Em frente a uma padaria no centro da cidade, estão Igor, Jandir e Betina.
-Pai, eu estou com fome. Me dá dinheiro pra comer!
-De jeito nenhum. Eu trouxe vocês aqui pra começar a ensinar e a ver os dois pedindo dinheiro. Vai naquela mulher da padaria e diz que está com fome, mas não diz que a gente veio com você.
-Se ela está com fome, leva ela pra casa pra comer.
-Pode esquecer esse negócio de ir pra casa, Igor. Ninguém vai dormir em casa enquanto não conseguir nenhuma grana pros três. Obedece teu pai, Betina. Anda.
Betina atravessa a rua, bem devagar. Quando está prestes a entrar na padaria, Igor corre, puxa a irmã pelo braço esquerdo e sai correndo.
-Vem, Betina.
-Volta aqui, moleque desgraçado! Devolve a minha filha- Jandir corre atrás dos dois.
-Rápido, Betina!
-Olha o carro!- a garota grita.
-Cuidado!- Jandir fica desesperado ao ver um carro também.

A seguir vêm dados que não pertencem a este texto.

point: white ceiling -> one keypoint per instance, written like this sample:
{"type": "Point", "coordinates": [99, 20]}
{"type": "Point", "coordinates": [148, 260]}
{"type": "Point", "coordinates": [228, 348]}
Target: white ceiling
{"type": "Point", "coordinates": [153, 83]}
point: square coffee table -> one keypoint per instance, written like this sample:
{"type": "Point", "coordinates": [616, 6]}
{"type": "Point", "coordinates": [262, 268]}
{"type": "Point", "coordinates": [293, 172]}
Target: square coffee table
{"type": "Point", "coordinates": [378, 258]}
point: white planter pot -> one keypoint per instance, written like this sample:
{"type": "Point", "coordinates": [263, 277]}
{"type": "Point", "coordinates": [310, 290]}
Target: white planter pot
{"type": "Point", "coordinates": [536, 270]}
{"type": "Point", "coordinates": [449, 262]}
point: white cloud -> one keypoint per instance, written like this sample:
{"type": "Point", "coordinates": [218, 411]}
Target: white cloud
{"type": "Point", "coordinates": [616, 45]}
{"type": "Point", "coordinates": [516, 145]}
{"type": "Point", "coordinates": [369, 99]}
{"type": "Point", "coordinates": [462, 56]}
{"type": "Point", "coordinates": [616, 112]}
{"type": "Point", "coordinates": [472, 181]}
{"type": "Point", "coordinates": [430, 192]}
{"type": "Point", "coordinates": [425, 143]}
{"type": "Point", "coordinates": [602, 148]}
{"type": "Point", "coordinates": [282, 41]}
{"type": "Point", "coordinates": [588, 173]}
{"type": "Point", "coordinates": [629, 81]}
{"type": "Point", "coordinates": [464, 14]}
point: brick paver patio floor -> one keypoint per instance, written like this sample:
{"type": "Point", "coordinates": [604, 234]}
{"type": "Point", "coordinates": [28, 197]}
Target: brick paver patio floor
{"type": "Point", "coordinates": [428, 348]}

Igor só presta atenção quando o carro fica a centímetros dele e de sua irmã. A porta é aberta com rapidez: Ana Maria sai do automóvel e olha os filhos de sua antiga rival.
-Vocês não olham por onde andam, não?
E Igor se lembra da briga que Jandir teve com Rosane no quarto, devido aos ciúmes de Otaviano, cujo nome estava nos sonhos das últimas noites de vida da diarista:

-Você quer falar baixo? Quer que os meninos acordem?
-Eles não podem escutar o nome dele, mas eu tenho que aguentar essa palhaçada toda noite?
-Não falo o nome de ninguém dormindo.
-Fala, sim. Fala o nome daquele desgraçado que morou aqui. O cara casou, teve filho, e você ainda é doida por ele?

-Otaviano... Essa mulher conhece o Otaviano... Mas de onde? O que ela é dele?- pensa, sem tirar o olhar da acionista da “TimBRe”.